Le fait d’avoir développé avec le temps son sens du toucher a en quelque sorte permis à monsieur Bédard de « voir avec ses mains ». Ainsi, l’évaluation du client par la palpation l’aidait à identifier plus facilement les zones de tension et de déséquilibre dans le corps pour ensuite mieux intervenir auprès de son client. De plus, le massothérapeute affirme que ses clients se sentaient moins gênés en sa présence. Le fait d’être aveugle lui a donc permis d’élargir sa clientèle. Ainsi, les femmes, parmi lesquelles se retrouvaient plusieurs religieuses, venaient le consulter régulièrement.
Afin d’en savoir davantage sur l’expérience personnelle de monsieur Bédard, nous lui avons demandé de quelle manière ses clients réagissaient lorsqu’ils apprenaient qu’il était aveugle. Le massothérapeute esquisse un sourire avant de répondre, avec la candeur qui le caractérise : « Je fais ce que je suis supposé faire. Les gens posent des questions, ils me font rire! » Pour lui, la perte d’un sens comme la vue n’est pas un handicap, mais plutôt une manière différente de fonctionner. Dans la vie, comme en massothérapie.

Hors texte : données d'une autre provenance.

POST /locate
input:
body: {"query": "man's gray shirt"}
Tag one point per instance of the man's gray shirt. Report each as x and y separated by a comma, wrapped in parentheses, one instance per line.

UNE PRATIQUE EN PLEINE ÉVOLUTION
Au cours de ses années de pratique, monsieur Bédard a reçu beaucoup de clients en consultation. Des hommes et des femmes, malades ou en santé, en douleur ou stressés. Et, en l’espace de quelques décennies, il a constaté une grande évolution dans la pratique de son métier.
Dans les années 1980 et 1990, la massothérapie se trouvait en pleine transition. Ainsi, alors que les hommes et les femmes étudiaient séparément au début de la carrière de monsieur Bédard, ils sont maintenant regroupés dans les salles de classe. Bien qu’autrefois les hommes devaient se faire masser par un homme et les femmes par une femme, le choix du massothérapeute est aujourd’hui devenu une affaire personnelle. Même du côté de la FQM, le soutien aux membres est mieux adapté que jamais aux réalités vécues par ses massothérapeutes agréés.
La massothérapie gagne également en popularité. De nos jours, « il y a beaucoup plus de personnes qui se prévalent d’un massage parce que ça fait du bien », note monsieur Bédard. Et, parce que la massothérapie est davantage perçue comme un soin thérapeutique plutôt qu’une activité réservée à la détente, elle tend peu à peu à s’intégrer à nos habitudes de vie.
LA GUÉRISON : LA MEILLEURE RÉCOMPENSE QUI SOIT
Quand nous demandons à monsieur Bédard ce que représente pour lui la massothérapie, il répond sans hésiter : « C’est de redonner aux gens la santé ». Quoi de plus gratifiant qu’un client qui, après un massage, repart sans douleur?
Monsieur Bédard a cessé de recevoir des clients depuis quelques années. N’ayant plus la force physique pour continuer à pratiquer ses massages, l’homme n’a eu d’autre choix que de ranger sa table. Il ne garde cependant que de beaux souvenirs de ces années de pratique, agrémentées par de nombreuses discussions et teintées de chaleur humaine.